A Call to Parents

A Call to Parents

A tiny girl was making mud pies in the back yard. She was giving herself whole-heartedly to the work, pressing and patting the little pies into shape and laying them out on a board in the sun to bake. She was completely absorbed in her task. It was the most important thing in the world! 

Mother came to the door and called, “Betty! Come here.” 

The little maiden never paused in her work, nor lifted her eyes, nor turned her head. Calmly she patted on, and simply answered, “Tan’t!” 

“Oh, yes, you can. Mother wants you.” 

Still Betty patted pies, and confident finality replied again, “Tan’t!” 

Mother was not accustomed to permitting such independence, but she knew the springs of action; so she merely remarked; “Well, mother doesn’t like to eat all the ice cream herself.” 

A little hand stopped in mid-air, a little head was lifted, a pair of big brown eyes gazed startled into mother’s, seeking confirmation of an implied delight. It was there. And then Betty arose, dignity striving against haste; and brushing down her skirts with mud-streaked hands, she declared, “I tan’t; but I dess I will!” 

We older ones are making our mud pies too. We are tremendously busy at building houses, or cooking dinners, or writing books, or driving automobiles. Perhaps we are president of our club, or secretary of our association, or organizer of a charity drive, or general adviser to our community. The most important work in the world! We can’t leave it; we can’t pause for even a minute to consider anything else. A call comes in the insistent tones of duty, “Come here!” But our hands keep on with their accustomed motions, our eyes are bent upon the task that absorbs our time and energies, and we only answer impatiently, “Can’t!” 

Well enough if the work that engrosses our attention is truly the most important work in the world. But shall we not first make sure of that? Building or farming or keeping house is not the most important work in the world. Achieving success in business, in literature, in politics, in society, is not the most important work in the world. Making a living is not all there is to life. Making a mark in transient history is not making a success. We need to lift our eyes at times, to rest our hands from the round of petty duties that confine us, to see beyond, to take in the wider horizon and the duties and joys it compasses. We need a broader vision. And when we get that broader vision and are called to the larger life, then, under the compulsion of a greater duty, we will abandon our constricted attitude. “We can’t; but we guess we will!” 

The most important work in the world is the work of parents. The home is the foundation of society, the bulwark of the state, the citadel of the church. “The work of parents underlies every other.

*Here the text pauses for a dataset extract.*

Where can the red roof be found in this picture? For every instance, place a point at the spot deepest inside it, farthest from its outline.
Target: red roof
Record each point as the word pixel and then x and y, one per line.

Society is composed of families, and is what the heads of families make it. . . . The well-being of society, the success of the church, the prosperity of the nation, depend upon home influences.”—The Ministry of Healing, p. 349. 

We need better training to be the right kind of parent. The home is the first school, and its aim and methods almost certainly determine the future of the child. “Never will education accomplish all that it might and should accomplish until the importance of the parents’ work is fully recognized, and they receive a training for its sacred responsibilities.”—Education, p. 276…… 

The Christian home is a school of the Christ life. What Jesus was, that the children in the Christian home are taught to be. If they are trained in the Christ life when they are children, then in their manhood and womanhood they will be like Jesus, “who went about doing good, and healing all that were oppressed of the devil; for God was with Him.” Acts 10:38. Society would be transformed if there were everywhere Christian homes. The power of habit is next to unbreakable. If the habits formed in childhood are good, they are a bulwark for righteousness in the adult life; if they are bad, they are to the majority insuperable obstacles to reform and right doing. Such men may long for a better life, but they are mastered by the weaknesses and wrong tendencies to which they have become habituated. Even with the few who do break away from evil, and by the grace of God become converted, there is often left to be carried throughout the rest of life a load of ill health, enfeebled faculties, and weakened will, that prevents their giving to God and to the world their due service. The Great Divide is the home of childhood: a stream that is started in one direction will in the vast majority of cases never turn the other way. 

Upon parents, then, lies a responsibility greater than that which rests upon the rulers of nations, the leaders of the church, or the public teachers of the youth. The man and the woman who unite their lives for the making of a new home assume the most tremendous obligations. They have not only, like rulers, to use life, or, like teachers, to shape life; they have to institute life, and to launch it upon its career of time and eternity. But for them there would be no souls to lose or to save; no doing of deeds great or mean; no experiences of happiness or of misery; no judgment to be met or reward to be received. Parents are the primary power in human life and society. They determine whether life is to be, and if it is, how it shall be directed. They are the arbiters of fate. 

If Christianity is to win, it must not fail to create Christian homes. 

~ Taken from Makers of the Home, by Arthur Whitefield Spalding, pp. 7, 8, 16, 17.